I'm running a command like this on my 36 core server (EC2 c4.8xlarge/Amazon Linux).
find . -type f | parallel -j 36 mycommand
The number of files to process is ~1,000,000, and it takes dozens of minutes. It should run 36 processes simultaneously. However, from the result of top
, there are about 10 processes at most, and 70% is idle. ps
shows more processes,
but most of them are defunct.
I guessed it was because each mycommand
finished
so quickly, parallel
could not catch up spawning new processes. So I tried
parallel --nice 20
to allocate more CPU time to parallel
itself, but this didn't work.
Does anyone have an idea to improve this?
$ parallel --version
GNU parallel 20151022
So you are running around 600 jobs per second. The overhead for a single GNU Parallel job is in the order of 2-5 ms, so when you are getting more than 200 jobs per second, GNU Parallel will not perform better without tweaking.
The tweak is to have more
parallel
s spawining jobs in parallel. From https://www.gnu.org/software/parallel/man.html#EXAMPLE:-Running-more-than-250-jobs-workaroundThis way you will have 50 GNU Parallel that can each spawn 100 jobs per second.

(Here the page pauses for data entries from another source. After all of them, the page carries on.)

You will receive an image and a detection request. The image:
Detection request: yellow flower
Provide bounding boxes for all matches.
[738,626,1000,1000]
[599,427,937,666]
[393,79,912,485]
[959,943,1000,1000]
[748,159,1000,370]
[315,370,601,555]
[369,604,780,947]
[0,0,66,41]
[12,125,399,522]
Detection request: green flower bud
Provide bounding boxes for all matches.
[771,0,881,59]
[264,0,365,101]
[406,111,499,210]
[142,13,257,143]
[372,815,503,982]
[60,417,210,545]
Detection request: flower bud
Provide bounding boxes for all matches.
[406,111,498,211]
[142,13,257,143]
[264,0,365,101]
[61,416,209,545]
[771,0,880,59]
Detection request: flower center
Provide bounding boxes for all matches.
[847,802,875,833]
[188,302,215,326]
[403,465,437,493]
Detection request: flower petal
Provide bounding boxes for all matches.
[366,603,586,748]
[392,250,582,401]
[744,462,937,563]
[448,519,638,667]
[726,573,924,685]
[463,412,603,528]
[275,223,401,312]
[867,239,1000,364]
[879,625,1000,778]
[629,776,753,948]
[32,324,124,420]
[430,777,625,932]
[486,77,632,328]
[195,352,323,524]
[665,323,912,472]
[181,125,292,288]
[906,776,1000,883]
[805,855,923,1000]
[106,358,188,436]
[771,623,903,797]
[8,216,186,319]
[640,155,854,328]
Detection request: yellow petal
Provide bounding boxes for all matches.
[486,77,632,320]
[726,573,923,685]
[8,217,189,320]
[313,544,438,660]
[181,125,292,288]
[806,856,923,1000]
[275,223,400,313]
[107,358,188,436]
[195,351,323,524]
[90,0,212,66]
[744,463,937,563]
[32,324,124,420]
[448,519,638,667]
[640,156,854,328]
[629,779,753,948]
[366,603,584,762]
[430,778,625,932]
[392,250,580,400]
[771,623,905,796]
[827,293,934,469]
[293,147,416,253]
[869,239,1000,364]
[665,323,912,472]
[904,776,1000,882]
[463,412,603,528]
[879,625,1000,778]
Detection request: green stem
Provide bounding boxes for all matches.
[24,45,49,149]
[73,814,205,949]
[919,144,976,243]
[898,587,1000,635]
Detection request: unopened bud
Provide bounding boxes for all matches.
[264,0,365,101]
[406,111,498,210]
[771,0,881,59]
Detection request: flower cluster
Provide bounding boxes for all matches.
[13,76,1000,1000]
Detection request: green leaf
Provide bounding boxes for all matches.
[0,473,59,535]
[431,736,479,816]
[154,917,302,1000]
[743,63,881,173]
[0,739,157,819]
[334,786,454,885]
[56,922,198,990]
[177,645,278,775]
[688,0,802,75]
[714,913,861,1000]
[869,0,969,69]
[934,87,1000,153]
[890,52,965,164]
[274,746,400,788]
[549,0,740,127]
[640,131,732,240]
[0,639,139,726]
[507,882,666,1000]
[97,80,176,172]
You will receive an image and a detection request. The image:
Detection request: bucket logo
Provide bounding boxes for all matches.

Eh, if I understood your questions you want to process all the files simultaniously?
parallel
will launch multiple instances ofmycommand
, not multiplefind
instances.You are trying to open a million files, 36 at a time. Even if your command could run at full power on one CPU, you'd still incur in the overhead of opening those files in the first place. I/O is one of the most time-expensive operations on computers. Your best bet would be to load as many of those files beforehand into your machine's RAM, and work in RAM as much as possible. Depending on how much RAM you have, this may improve performance significantly, because once a read is started, subsequent reads tend to leverage on caching if done immediately one after the other. You may also want to make sure your filesystem lays files down in a cache-efficient way, and also that it is a good fs when it comes to multiple subsequent reads.
I don't think
parallel
is going to help you much with this refactoring.